NEW YORK CITY - As border security increases while immigration becomes a higher focal point in the country's political conversation, migrants are looking for different ways to reach the U.S. without facing authorities' crackdown.

One of the new methods, according to a new investigative report by Noticias Telemundo and other news organizations, turned out to be cargo trucks, a practice that has increased in popularity across the years.

Noticias Telemundo and the Latin American Center for Investigative Journalism (CLIP), along with the International Consortium of Investigative Journalists and Bellingcat, reported on the story for seven months.

Through official statements by federal agencies, news reports and more, the consortium created a database based on more than 170 trucks that got into an accident, were detained or abandoned between 2018 and 2023, to get a better picture of how these smugglers operate.

They found that almost 19,000 migrants have traveled in these containers, including around 3,200 minors. Telemundo believes, however, that these figures could be a major underestimation.

Yanira Chavez Santos was one of the interviewees for the report. She said that in 2019, as she closed the door in her house in Armenia, a little town in Honduras, she paid $5,000 to a "coyote"— the popular name for migrant smugglers— who promised to take her and her two children to the U.S. Once they eventually got to the U.S., they would have to pay another smuggler the same amount again.

From San Pedro Sula, Honduras, they traveled by bus to the Guatemalan border with Mexico, where they crossed by boat. Once in Mexico, they were taken to Villahermosa, where they were promised to catch a plane. Instead, they got their belongings taken away and put in a cargo truck.

"We said: 'we're not going'," Chavez says, "but once you're there it doesn't depend on you: you just have to go because if you don't, the threat is that they will give us to the cartels."

The family would eventually travel for four days in the truck, which held more than 100 people, with little food, water or space to take care of their needs. They would also stop only three times across those days.

Chavez and her family survived the trip, but according to Telemundo, at least 111 migrants that have traveled in these trucks have died in the past six months, most of them passing away by suffocation, lack of oxygen, heat, or even road accidents.

In Mexico, trafficking undocumented migrants is a federal crime and it can be investigated by state and federal authorities, according to Noticias Telemundo.

Nevertheless, Coyotes often face little repercussions in the country, with only 35 convictions for human trafficking between 2016 and 2023. Similarly, Veracruz, one of the states with the largest trafficking rates and where more deaths are registered, only opened three investigations of human trafficking aboard these vehicles.

At the other side of the border, Noticias Telemundo reports that the American government is well aware of human and drug trafficking across the border.

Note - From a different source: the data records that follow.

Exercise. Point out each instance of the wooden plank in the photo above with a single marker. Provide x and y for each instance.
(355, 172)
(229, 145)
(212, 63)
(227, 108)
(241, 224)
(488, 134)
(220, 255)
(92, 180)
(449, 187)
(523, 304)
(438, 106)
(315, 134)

"The same groups that are in charge of drug trafficking are also operating the issue of passing people. They are making money on both sides with it," said Jason Owens, U.S. Border Patrol chief.

In recent years, the U.S. government has also tried to pressure the Mexican government to stop the flow of migrants across the territory.

In November 2023, for example, President Joe Biden and Mexican President Andres Manuel Lopez Obrador pledged to work side-by-side to confront illicit fentanyl trafficking into the U.S. and to manage the growing number of migrants traveling north to the border between their nations.

"Nothing is beyond our reach in my view if Mexico and the United States stand together and work together," Biden said back in November.